Dalam hubungannya dengan pengelolaan (organizational managemen), Rasulullah adalah manajer yang piawai dalam mendelegasikan suatu tugas kepada para sahabatnya. Hal ini dikarenakan beliau sangat mengenal karakter, potensi, dan minat masing-masing sahabatnya. Â Seperti kisah Umar Bin Khattab, ia adalah seseorang yang tinggi besar, kuat, serta pandai berperang. Akan tetapi Umar tak pernah diangkat menjadi penglima perang. Justru Usamah, pemuda 16 tahun, pernah ditugaskanmenjadi seorang panglima perang. Itu karena Rasulullah paham, bahwa selain memiliki kompetensi dalam berperang, Umar memiliki kompetensi sebagai seorang pemimpin (khalifah). Dan ia disiapkan untuk itu.
Rasulullah juga kerap melibatkan para sahabatnya dalam pengambilan keputusan. Contoh yang monumental tentang manajemen partisipatif ini bisa dilihat dari keberhasilan Rasul dan sahabat dalam perang Khandak. Disamping itu rasulullah sangat piawai dalam memberikan motivasi kepada sahabatnya secara tepat sesuai keadaan sahabatnya. Beliau tidak hanya memotivasi tentang masalah akhirat saja, beliau juga memotivasi para sahabatnya untuk selalu optimal di semua posisi dan peran kehidupan masing-masing. Yang menarik adalah Rasulullah memberikan perhatian yang istimewa kepada semua sahabatnya, sehingga diriwayatkan bahwa setiap sahabat merasa bahwa dia adalah orang yang paling diperhatikan dan paling dicintai Rasul-Nya. Inilah salah satu bentuk yang dicontohkan oleh Rasulullah. Pada praktiknya, Rasulullah tidak hanya sebagai seorang manajer, beliau adalah seorang leader. Dan lebih dari itu, beliau tidak hanya menjadi seorang leader, tetapi leader yang mampu mencetak leader-leader unggul. Hal ini bisa dilihat dari jejak khulafaur rasyidin dan semua sahabatnya.
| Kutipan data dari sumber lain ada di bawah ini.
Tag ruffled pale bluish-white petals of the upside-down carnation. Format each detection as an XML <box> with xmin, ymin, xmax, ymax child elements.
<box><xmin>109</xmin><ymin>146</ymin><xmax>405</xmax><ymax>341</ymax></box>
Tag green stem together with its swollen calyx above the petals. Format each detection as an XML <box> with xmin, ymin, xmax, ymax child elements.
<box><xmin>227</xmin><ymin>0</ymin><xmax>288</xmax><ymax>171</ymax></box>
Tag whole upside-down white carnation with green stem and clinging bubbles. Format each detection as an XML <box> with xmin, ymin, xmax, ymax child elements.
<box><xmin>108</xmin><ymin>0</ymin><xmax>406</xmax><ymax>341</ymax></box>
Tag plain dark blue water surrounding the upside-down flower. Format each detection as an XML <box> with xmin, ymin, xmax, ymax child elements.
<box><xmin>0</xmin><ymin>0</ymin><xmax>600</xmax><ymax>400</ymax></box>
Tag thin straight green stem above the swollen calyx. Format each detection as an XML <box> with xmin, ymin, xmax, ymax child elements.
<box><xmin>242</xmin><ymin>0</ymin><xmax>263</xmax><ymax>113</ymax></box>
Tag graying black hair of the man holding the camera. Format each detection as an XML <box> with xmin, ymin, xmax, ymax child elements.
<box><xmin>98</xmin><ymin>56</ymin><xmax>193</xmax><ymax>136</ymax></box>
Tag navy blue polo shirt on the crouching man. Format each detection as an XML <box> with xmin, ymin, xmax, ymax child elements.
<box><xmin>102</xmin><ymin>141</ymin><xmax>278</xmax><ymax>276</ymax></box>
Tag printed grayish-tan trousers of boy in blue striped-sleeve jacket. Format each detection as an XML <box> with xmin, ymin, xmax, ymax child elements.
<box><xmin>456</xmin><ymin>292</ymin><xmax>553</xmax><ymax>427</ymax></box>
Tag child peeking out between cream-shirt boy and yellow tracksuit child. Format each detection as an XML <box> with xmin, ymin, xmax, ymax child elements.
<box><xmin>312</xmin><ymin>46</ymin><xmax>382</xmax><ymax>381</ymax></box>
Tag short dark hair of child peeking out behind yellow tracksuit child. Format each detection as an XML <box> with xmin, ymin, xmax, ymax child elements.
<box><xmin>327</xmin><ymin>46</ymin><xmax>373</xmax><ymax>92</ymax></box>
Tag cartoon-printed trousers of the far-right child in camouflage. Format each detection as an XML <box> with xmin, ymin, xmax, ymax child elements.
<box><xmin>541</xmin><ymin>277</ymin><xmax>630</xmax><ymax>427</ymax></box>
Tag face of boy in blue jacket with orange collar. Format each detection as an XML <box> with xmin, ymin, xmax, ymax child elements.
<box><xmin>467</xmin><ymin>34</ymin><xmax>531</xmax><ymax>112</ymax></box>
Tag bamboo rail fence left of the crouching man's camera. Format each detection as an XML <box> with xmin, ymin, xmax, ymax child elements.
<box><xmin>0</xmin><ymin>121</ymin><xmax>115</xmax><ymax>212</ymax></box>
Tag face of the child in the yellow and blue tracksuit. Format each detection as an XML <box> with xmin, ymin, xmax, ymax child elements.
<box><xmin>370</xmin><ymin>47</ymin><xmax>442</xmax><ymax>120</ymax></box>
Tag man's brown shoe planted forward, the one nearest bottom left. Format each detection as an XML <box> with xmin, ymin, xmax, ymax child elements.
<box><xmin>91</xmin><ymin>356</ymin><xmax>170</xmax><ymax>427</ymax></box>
Jadi, sumber daya manusia merupakan kekuatan terbesar dalam pengolahan seluruh apa yang ada di muka bumi, karena pada dasarnya seluruh ciptaan Allah yang ada di muka bumi ini sengaja diciptakan oleh Allah sengaja diciptakan untuk kemaslahatan manusia. Oleh karena itu sumber daya yang ada ini harus dikelola dengan benar karena merupakan amanah yang akan dimintai pertanggung jawabannya kelak. Untuk mendapatkan pengelolaan yang baik ilmu sangatlah diperlukan untuk pemberdayaan dan optimalisasi manfaat sumber daya yang ada.